Well-known Athlone landmark to be moved again

One of Athlone’s most viewed pieces of public art is to be relocated to a more prominent position, it was revealed this week.

The abstract monument entitled ‘Children of Lir’ - the four-pronged sculpture which has overlooked the Kilmartin roundabout on the old Dublin Road was removed this week to be renovated and re-painted before being repositioned in the centre of the roundabout.

This is the second move for the 23-year-old monument, which had previously occupied a spot on the slip road off the N6 Roscommon Road.

“A plan was agreed between the town council and the Tidy Towns committee for the sculpture to be the centerpiece of the roundabout. It was originally placed in 1991 by Westmeath County Council, and it’s felt it should be in a more prominent place,” confirmed town clerk Pat Keating.

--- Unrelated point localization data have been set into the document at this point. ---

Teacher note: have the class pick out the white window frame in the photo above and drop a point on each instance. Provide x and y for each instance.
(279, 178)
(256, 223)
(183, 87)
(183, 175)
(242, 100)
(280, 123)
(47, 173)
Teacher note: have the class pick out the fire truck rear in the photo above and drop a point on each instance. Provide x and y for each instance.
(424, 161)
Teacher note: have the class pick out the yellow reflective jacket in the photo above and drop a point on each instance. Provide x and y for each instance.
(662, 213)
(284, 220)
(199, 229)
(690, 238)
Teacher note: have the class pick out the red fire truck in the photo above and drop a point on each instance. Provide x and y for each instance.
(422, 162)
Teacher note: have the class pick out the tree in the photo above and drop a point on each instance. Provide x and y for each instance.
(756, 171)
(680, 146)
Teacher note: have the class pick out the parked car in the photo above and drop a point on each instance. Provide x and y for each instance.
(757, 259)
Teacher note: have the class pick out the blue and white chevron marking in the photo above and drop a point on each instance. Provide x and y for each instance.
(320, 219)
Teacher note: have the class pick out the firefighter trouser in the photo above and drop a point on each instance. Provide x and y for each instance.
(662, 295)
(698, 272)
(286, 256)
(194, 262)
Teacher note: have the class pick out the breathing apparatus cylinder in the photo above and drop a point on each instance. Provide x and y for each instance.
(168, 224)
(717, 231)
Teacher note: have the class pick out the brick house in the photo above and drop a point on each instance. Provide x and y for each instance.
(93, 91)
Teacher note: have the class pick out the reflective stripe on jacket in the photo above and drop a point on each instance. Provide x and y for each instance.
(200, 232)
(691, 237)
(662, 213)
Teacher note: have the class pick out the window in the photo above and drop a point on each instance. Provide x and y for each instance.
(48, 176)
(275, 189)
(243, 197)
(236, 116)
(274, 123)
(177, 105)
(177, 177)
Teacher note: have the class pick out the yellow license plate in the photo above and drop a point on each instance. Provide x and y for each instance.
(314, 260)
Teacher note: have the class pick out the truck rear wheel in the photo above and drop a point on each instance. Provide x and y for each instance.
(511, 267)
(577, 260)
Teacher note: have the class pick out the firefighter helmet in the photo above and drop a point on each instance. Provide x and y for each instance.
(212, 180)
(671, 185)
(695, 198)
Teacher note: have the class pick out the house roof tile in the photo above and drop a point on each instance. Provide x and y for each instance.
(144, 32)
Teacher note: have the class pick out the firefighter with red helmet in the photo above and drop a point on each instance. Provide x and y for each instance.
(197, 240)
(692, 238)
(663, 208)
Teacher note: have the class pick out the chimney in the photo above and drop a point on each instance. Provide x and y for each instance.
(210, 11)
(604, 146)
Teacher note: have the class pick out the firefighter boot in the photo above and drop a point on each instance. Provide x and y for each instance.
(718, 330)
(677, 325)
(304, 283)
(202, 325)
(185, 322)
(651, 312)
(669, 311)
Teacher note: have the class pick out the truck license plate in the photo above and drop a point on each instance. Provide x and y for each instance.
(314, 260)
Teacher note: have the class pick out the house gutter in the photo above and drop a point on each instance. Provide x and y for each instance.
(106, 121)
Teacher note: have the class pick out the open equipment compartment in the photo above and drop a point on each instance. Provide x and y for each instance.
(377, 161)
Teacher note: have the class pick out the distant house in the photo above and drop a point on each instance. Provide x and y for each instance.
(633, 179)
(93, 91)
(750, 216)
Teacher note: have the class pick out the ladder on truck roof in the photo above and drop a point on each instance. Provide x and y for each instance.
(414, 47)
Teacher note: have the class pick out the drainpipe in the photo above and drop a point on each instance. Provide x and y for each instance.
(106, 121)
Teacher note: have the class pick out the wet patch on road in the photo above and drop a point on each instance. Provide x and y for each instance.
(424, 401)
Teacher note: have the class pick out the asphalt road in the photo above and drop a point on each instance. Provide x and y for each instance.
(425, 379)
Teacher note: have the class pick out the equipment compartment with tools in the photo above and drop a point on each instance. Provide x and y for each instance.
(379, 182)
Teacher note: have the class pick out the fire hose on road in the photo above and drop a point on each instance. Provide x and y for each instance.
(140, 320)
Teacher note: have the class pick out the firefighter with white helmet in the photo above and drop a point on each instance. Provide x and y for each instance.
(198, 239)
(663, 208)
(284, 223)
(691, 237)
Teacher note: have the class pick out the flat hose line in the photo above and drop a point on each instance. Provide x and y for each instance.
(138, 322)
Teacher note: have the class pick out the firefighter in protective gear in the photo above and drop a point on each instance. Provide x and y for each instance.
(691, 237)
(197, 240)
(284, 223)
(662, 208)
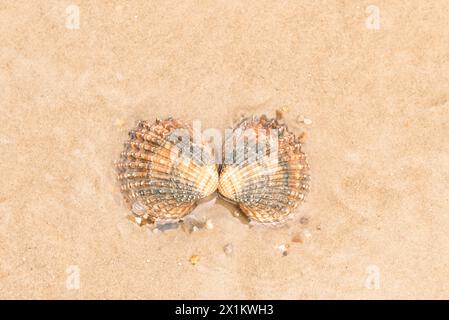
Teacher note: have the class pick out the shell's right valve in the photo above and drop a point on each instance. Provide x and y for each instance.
(264, 170)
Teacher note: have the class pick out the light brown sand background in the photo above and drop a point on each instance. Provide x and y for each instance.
(377, 147)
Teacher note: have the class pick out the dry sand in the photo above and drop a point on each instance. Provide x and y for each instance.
(378, 149)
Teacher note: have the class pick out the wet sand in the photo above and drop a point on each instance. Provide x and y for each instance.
(375, 221)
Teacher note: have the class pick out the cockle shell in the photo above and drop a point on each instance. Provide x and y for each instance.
(160, 177)
(268, 188)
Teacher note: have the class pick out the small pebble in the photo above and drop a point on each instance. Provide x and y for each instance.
(228, 249)
(119, 123)
(194, 259)
(297, 238)
(304, 220)
(209, 224)
(283, 248)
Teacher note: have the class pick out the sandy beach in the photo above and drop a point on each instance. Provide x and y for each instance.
(371, 78)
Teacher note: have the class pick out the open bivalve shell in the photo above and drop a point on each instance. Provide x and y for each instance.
(265, 172)
(163, 173)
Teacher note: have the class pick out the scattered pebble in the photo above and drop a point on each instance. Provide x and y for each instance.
(119, 123)
(228, 249)
(283, 248)
(302, 119)
(209, 224)
(167, 226)
(194, 259)
(304, 220)
(297, 238)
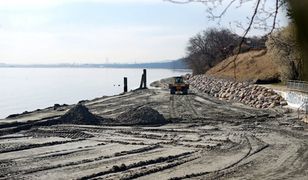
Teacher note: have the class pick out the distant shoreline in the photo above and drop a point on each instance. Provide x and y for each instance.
(176, 64)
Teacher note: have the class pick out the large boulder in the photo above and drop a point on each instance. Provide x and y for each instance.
(141, 116)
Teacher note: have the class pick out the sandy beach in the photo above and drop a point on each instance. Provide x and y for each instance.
(202, 138)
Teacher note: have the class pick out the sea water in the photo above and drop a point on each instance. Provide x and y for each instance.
(27, 89)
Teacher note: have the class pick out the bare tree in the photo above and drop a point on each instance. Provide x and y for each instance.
(209, 47)
(260, 15)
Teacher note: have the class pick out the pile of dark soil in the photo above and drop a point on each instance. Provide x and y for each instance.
(80, 114)
(141, 116)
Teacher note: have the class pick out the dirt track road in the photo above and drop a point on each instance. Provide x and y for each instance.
(207, 139)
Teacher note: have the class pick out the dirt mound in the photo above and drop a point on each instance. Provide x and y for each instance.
(256, 66)
(80, 114)
(141, 116)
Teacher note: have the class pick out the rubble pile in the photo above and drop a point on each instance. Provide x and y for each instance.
(244, 92)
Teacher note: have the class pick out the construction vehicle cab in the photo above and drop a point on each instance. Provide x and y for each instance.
(178, 85)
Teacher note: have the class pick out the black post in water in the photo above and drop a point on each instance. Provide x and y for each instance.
(125, 84)
(141, 83)
(145, 78)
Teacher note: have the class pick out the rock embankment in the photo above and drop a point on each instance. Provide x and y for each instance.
(249, 94)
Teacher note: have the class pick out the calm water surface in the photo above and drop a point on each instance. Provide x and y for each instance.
(27, 89)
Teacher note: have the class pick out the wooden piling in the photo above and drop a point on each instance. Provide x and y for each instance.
(125, 84)
(144, 78)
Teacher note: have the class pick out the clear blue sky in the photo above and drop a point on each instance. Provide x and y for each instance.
(99, 31)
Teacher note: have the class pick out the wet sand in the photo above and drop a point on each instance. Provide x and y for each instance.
(205, 139)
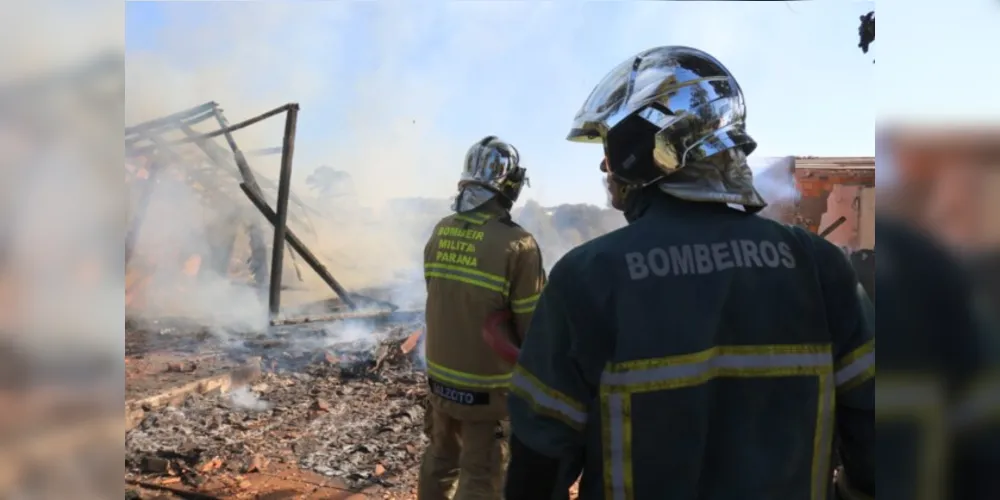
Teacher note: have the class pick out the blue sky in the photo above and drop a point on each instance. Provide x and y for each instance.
(395, 92)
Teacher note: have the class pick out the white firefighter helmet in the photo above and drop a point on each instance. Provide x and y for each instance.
(660, 114)
(492, 167)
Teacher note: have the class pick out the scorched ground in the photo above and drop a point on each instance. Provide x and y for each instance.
(218, 415)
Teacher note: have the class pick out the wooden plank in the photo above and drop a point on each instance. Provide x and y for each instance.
(135, 410)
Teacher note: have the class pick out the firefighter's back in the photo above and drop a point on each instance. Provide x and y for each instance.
(466, 263)
(720, 384)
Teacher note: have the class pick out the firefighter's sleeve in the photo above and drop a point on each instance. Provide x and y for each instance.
(526, 282)
(852, 323)
(557, 373)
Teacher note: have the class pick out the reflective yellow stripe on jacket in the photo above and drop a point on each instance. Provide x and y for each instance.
(478, 218)
(525, 305)
(621, 380)
(467, 275)
(463, 379)
(918, 399)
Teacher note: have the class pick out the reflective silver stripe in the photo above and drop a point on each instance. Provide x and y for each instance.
(854, 369)
(619, 384)
(720, 362)
(547, 398)
(823, 444)
(616, 450)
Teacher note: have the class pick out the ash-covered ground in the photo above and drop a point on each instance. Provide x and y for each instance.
(344, 400)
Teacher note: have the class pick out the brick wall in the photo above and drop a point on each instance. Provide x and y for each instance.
(831, 190)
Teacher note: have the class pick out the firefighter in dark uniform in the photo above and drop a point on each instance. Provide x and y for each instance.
(701, 351)
(477, 262)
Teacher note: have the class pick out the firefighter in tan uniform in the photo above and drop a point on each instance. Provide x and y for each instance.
(476, 263)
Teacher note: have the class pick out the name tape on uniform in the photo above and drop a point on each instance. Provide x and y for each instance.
(462, 397)
(700, 258)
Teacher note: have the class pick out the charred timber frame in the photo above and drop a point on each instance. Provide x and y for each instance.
(249, 185)
(281, 220)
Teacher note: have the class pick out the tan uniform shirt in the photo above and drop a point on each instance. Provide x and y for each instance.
(476, 263)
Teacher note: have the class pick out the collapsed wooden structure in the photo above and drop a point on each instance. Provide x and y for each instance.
(155, 146)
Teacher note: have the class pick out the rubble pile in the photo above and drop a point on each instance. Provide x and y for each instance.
(349, 410)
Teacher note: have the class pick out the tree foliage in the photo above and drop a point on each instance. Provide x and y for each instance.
(866, 31)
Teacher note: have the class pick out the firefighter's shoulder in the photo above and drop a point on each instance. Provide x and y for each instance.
(518, 238)
(591, 259)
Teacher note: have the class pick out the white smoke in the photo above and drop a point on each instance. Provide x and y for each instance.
(774, 179)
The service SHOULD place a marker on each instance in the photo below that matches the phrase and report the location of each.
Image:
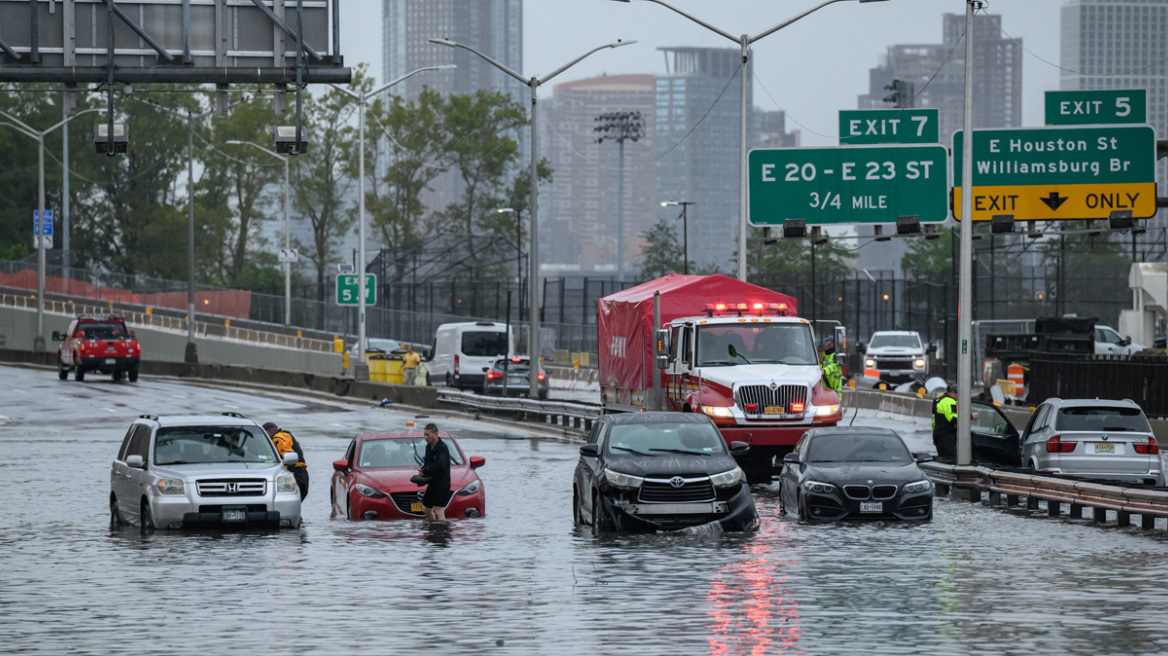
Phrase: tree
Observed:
(661, 252)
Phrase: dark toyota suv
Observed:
(660, 470)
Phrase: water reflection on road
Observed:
(523, 580)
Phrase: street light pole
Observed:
(533, 83)
(39, 134)
(685, 230)
(287, 222)
(744, 41)
(360, 369)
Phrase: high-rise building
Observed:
(493, 27)
(937, 75)
(1120, 44)
(696, 131)
(937, 72)
(579, 209)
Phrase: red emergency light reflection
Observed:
(751, 609)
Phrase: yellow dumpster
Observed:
(394, 370)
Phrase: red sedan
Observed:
(373, 481)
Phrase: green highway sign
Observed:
(847, 185)
(859, 127)
(347, 288)
(1096, 107)
(1059, 173)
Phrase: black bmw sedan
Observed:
(660, 470)
(855, 473)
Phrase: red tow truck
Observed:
(729, 349)
(97, 343)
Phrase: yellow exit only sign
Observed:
(1056, 202)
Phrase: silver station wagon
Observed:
(183, 472)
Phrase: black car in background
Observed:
(855, 473)
(512, 376)
(660, 470)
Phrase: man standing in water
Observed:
(436, 465)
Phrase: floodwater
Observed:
(522, 579)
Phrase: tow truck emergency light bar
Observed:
(713, 309)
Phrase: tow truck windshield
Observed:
(755, 343)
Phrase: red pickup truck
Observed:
(97, 343)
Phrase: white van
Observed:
(464, 351)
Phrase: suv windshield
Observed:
(756, 343)
(401, 452)
(859, 448)
(1118, 419)
(190, 445)
(666, 438)
(896, 341)
(482, 343)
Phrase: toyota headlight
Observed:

‘It’ll be more attractive there. If you’ve ever seen French roundabouts on holiday, they have some very attractive monuments, and this move is putting a marker down that the town values culture and art,” he added.

A contractor broke the Richard Enda King piece out of its concrete plinth on Monday, March 10, and though a return date has not yet been similarly cast in stone, Mr Keating said: “It’ll be back very quickly”. No cost for the move was given either.

Gerry Johnson, a spokesman for the Athlone Tidy Towns committee told the Advertiser that: “We made an approach to the town council with the idea to re-locate the monument to the centre of the roundabout, and give it a more central focus. Its previous location hadn’t much effect, and it was looking a bit scummy”.

An inscription by the artist on the piece reads: “This steel sculpture depicts in abstract form one of the most lyrical legends in Irish mythology. It symbolises the transformation of the four children of Lir into swans. Forbidden to land on shore, they suffered the hardships of wild turbulent seas and storms for 9,000 years and yet remained together as a cohesive family. This sculpture evokes their elegiac spirit”.

Richard Enda King died in 1995 aged 52, four years after the completion of this sculpture.